追加するサブクラスの定義とそのサブクラスに追加するプロパティの定義について記述します。記述例を次に示します。なお,ここではVariableArray型プロパティの要素の格納先として別表を使用する場合,およびHiRDBの繰り返し列に格納する場合の記述例を示します。

  1. VariableArray型プロパティ「uP_WriterInfoプロパティ」の要素となるクラス「usrClass_WriterInfoクラス」を追加するための定義情報ファイルの内容を次に示します。

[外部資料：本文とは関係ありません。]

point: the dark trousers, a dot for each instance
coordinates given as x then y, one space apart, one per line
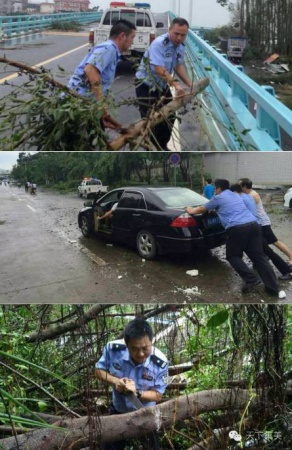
147 98
151 442
278 262
248 239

    ; VariableArray型プロパティを追加するために使用する,
    ; edmClass_Structクラスのサブクラス(usrClass_WriterInfo)を定義する。
    ;
    ; 著者の情報を管理するクラスの定義
    ;
    [AddSubClass]
    dmaProp_DisplayName=text=edmClass_Struct/usrClass_WriterInfo
     
    ; 著者名の定義
    [AddProperty/usrClass_WriterInfo]
    dmaProp_DisplayName=text=uP_WriterName
    dmaProp_DataType=int=DMA_DATATYPE_STRING
     
    ; 著者の紹介
    [AddProperty/usrClass_WriterInfo]
    dmaProp_DisplayName=text=uP_Comment
    dmaProp_DataType=int=DMA_DATATYPE_STRING
    dmaProp_MaximumLengthString=int=200

  2. VariableArray型プロパティ「uP_WriterInfoプロパティ」の要素を別表に格納する場合に,「usrClass_DocListクラス」を追加するための定義情報ファイルの内容を次に示します。
    なお,VariableArray型プロパティ「up_WriterInfoプロパティ」の要素をHiRDBの繰り返し列に格納する場合に,「usrClass_DocListクラス」を追加するための定義情報ファイルの内容については,「手順3.」に示す記述例を参照してください。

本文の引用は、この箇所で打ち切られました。